Pyin U Lwin truly lives up to its name as the city of flowers. It was once the summer capital of the British Colonial Administration and numerous buildings that remind us of their past presence still remain such as the Government House, Purcell Tower, the Secretariat, the Convent, and the Maymyo Club. The town is also known for its charming flower, strawberry, and coffee bean farms. Other attractions include the Kandawgyi National Gardens for all things horticultural and Daw Taw Kyaik Waterfall for a captivating scenic spot.

Royal Palace (Mya San Daw)

The Royal Palace in Mandalay was built in 1857 by King Mindon to fulfill an old prophecy to move the capital from Amarapura. Although the largely teak structures of the palace were destroyed by fire, it has been reconstructed to its former glory based on surviving images. The only remaining building of the palace, the Shwenandaw Monastery, will give you an idea of what the palace must have looked like in its original form with its intricate wood carvings that portray tales. You can continue to wander your way through the palace moat, gardens, swimming pools, audience halls, court building, the queen’s chambers, and other historical treasures found within the palace’s 2 km long fortified walls.

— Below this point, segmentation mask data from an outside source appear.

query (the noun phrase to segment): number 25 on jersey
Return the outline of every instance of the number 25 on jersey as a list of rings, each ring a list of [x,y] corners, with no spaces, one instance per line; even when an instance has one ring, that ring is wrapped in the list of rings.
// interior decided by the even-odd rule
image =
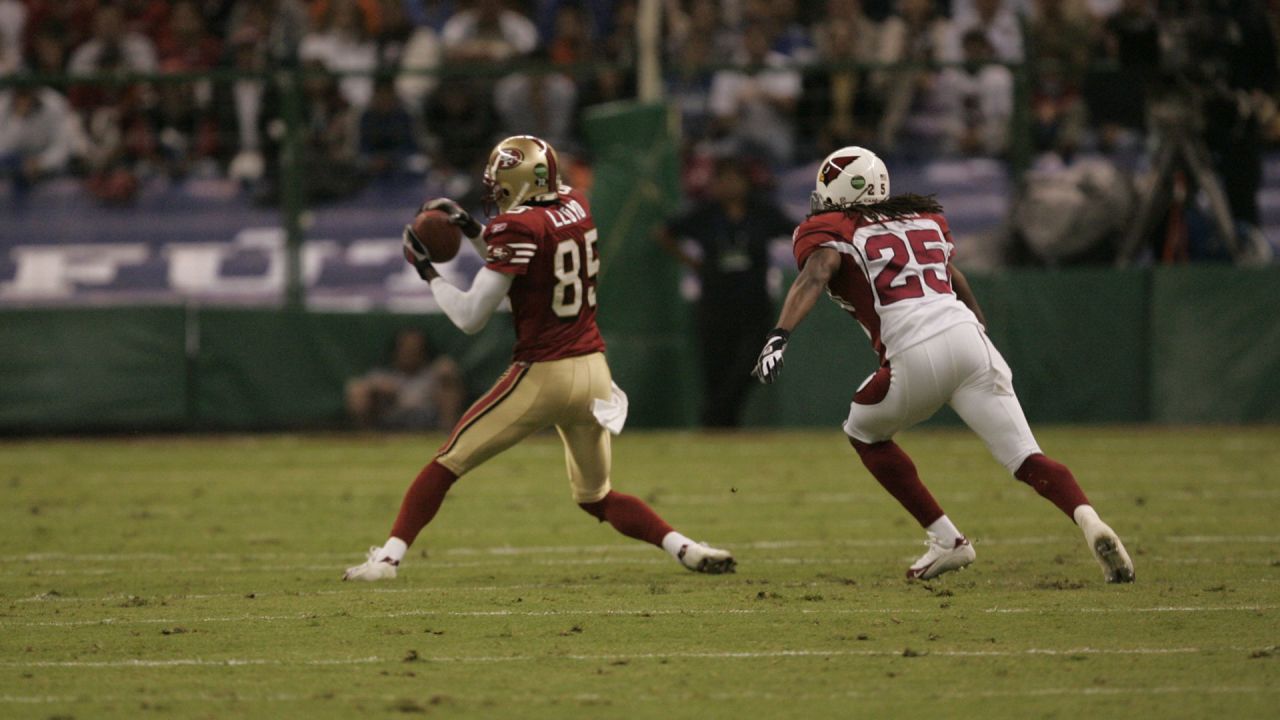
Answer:
[[[598,231],[591,228],[581,238],[561,240],[556,245],[556,286],[551,293],[551,310],[556,317],[577,317],[582,312],[584,296],[589,307],[596,306],[596,275],[600,272],[598,235]]]
[[[867,238],[868,260],[874,262],[886,254],[889,257],[888,264],[875,277],[880,305],[924,297],[925,288],[939,295],[952,294],[947,241],[936,230],[906,230],[905,235],[905,241],[897,232]]]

Amarapura, the city of immortals, had been the capital for two Burmese dynasties. What are left of its political legacy are the ruins of Amarapura Palace and the tombs of King Bagyidaw and King Bodawpaya which visitors can view. However, you will find the main attraction here to be U Pein Bridge, the longest teak bridge in the world. This 200 year old structure extends 1.2 km long over the Taungthaman Lake. Take a stroll down this landmark and stop by the shops, art galleries, and food outlets available at both ends of the bridge.

Inwwa (Ava)

Innwa had been the capital of Myanmar from 1364-1841 for two dynasties. Hence, the main attractions here are fascinating regal edifices that outlasted its past kingdoms. Travel through the city on ox cart to tour various ruins of its palace, walls, and moat as well as numerous pagodas, temples, and monasteries stand from different eras while getting a peek at rural Burmese life. Some of the most visited attractions here are the Maha Aung Mye Bonzan, the brick monastery and the Bagaya monastery, the wood monastery. Both are living museums that reveal the architecture talented artisanship of the Burmese people in the particular period.